Two constraints to know about:

  • CombinedLoss cannot be nested inside another CombinedLoss.

  • The combined require_* flags are the OR over components; the combined is_differentiable is the AND. So adding one non-differentiable component flips the whole combined loss to non-differentiable.

Available Parameter Names#

The resolver matches your __call__ parameter names against fields on three classes (see tropt.common for the canonical definitions and full list).

From ModelOutput — produced by the model’s forward pass:

Parameter name

Type

Provided when

output_embeddings

Float[Tensor, "bsz d_model"]

Encoder models

full_logits

Float[Tensor, "bsz seq_len vocab_size"]

LMs (full sequence)

prefill_response_logits

Float[Tensor, "bsz response_seq_len vocab_size"]

Loss has require_target_prefill=True

full_hidden_states

Float[Tensor, "bsz n_layers seq_len d_model"]
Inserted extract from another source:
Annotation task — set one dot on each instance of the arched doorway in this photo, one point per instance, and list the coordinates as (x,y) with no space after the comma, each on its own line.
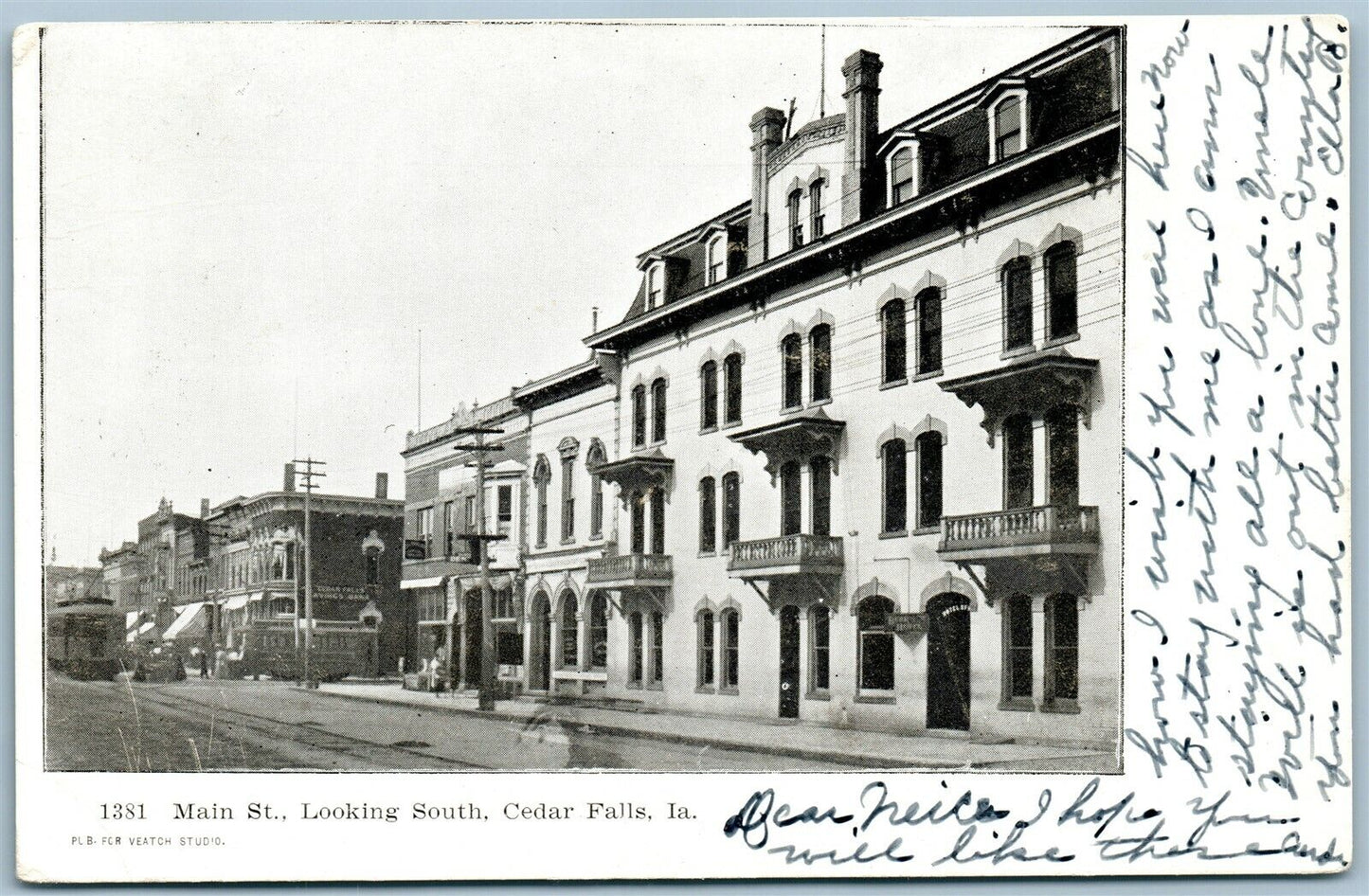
(540,672)
(947,662)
Loss has require_hidden_states=True

full_attentions

Float[Tensor, "bsz n_layers n_heads seq_len seq_len"]

Loss has require_attentions=True

generated_response_strs

List[str]

Loss has require_generation=True

response_first_token_logprobs

List[Dict[str, float]]

Loss has require_first_token_logprobs=True

output_class_logits

Float[Tensor, "bsz n_classes"]

Classifier models

From ModelInput — assembled per step before the forward pass:

Parameter name

Type

Description

input_texts

List[str]

Full triggered input strings (one per candidate)

input_trigger_strs

List[str]

Just the trigger string (one per candidate)

input_trigger_ids

Int[Tensor, "bsz trigger_seq_len"]

Current trigger token IDs

input_slices

Dict[SliceKey, slice]

Position markers (trigger / before / after / appended / last token)

From MessageTargets — per-template optimization targets, sliced from the Targets passed to optimize_trigger():

Parameter name

Type

Description

target_response_strs

str

Raw target response text

target_response_toks

Int[Tensor, "target_seq_len"]

Tokenized target response

target_response_logits

Float[Tensor, "target_seq_len vocab_size"]
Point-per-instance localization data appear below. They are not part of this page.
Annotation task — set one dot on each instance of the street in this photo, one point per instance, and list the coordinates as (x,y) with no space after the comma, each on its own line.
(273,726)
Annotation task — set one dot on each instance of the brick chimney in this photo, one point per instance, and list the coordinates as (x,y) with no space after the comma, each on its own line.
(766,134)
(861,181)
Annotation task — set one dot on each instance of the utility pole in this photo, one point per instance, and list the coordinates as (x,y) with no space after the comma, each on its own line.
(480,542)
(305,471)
Reference (e.g. teacher) logits

target_vectors

Float[Tensor, "d_model"]

Target embedding vector

target_directions

Float[Tensor, "d_model"]

Target direction in activation space

target_class_idx

int

Target class index (targeted attacks)

true_class_idx

int

True class index (untargeted attacks)

Parameters with default values in your signature are treated as optional by the resolver — missing data does not raise. Use this for losses that can operate in multiple modes.

If the data you need isn’t exposed by any current field, add a new field to ModelOutput / MessageTargets / Targets in tropt.common and populate it from the relevant model backend; the resolver will then route it to any loss that names it.